Thanks... is there anything else you'd like to get from the cluster before i reinstall it? (Though i realize i'm likely to hit the issue again, as 1915085 is not resolved yet, let alone backported to 4.6.z)
Node ip-10-0-165-70.us-east-2.compute.internal: I queried the node as follows to see if there were any patterns in termination times and statuses, and found that essentially all of the pods had termination time set between 2021-01-26T06:46:45Z and 2021-01-26T06:56:53Z. Query: oc get pod -A -o custom-columns=NODE:.spec.nodeName,NAME:.metadata.name,NAMESPACE:.metadata.namespace,STATUS:.status.phase,KILLTIME:.metadata.deletionTimestamp | head -1 | grep ip-10-0-165-70.us-east-2.compute.internal Node status indicates this node went offline around then.
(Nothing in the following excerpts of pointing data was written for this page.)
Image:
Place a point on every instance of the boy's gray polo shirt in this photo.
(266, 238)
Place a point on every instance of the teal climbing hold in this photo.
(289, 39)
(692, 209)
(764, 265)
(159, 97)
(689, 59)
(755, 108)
The node is still NotReady/Unknown status and has been in that state since the time of the interruption. The only thing I'm puzzled by is that these pods are shown as Pending/Running status as opposed to Unknown status. But since this kubelet still hasn't reconnected to the cluster, I'm not surprised it's in a wonky state. conditions: - lastHeartbeatTime: "2021-01-26T06:46:16Z" lastTransitionTime: "2021-01-26T06:49:48Z" message: Kubelet stopped posting node status. reason: NodeStatusUnknown status: Unknown type: MemoryPressure - lastHeartbeatTime: "2021-01-26T06:46:16Z" lastTransitionTime: "2021-01-26T06:49:48Z" message: Kubelet stopped posting node status. reason: NodeStatusUnknown status: Unknown type: DiskPressure - lastHeartbeatTime: "2021-01-26T06:46:16Z" lastTransitionTime: "2021-01-26T06:49:48Z" message: Kubelet stopped posting node status. reason: NodeStatusUnknown status: Unknown type: PIDPressure - lastHeartbeatTime: "2021-01-26T06:46:17Z" lastTransitionTime: "2021-01-26T06:49:48Z" message: Kubelet stopped posting node status. reason: NodeStatusUnknown status: Unknown type: Ready I'll double check on this as I would have expected these pods to be marked as Unknown.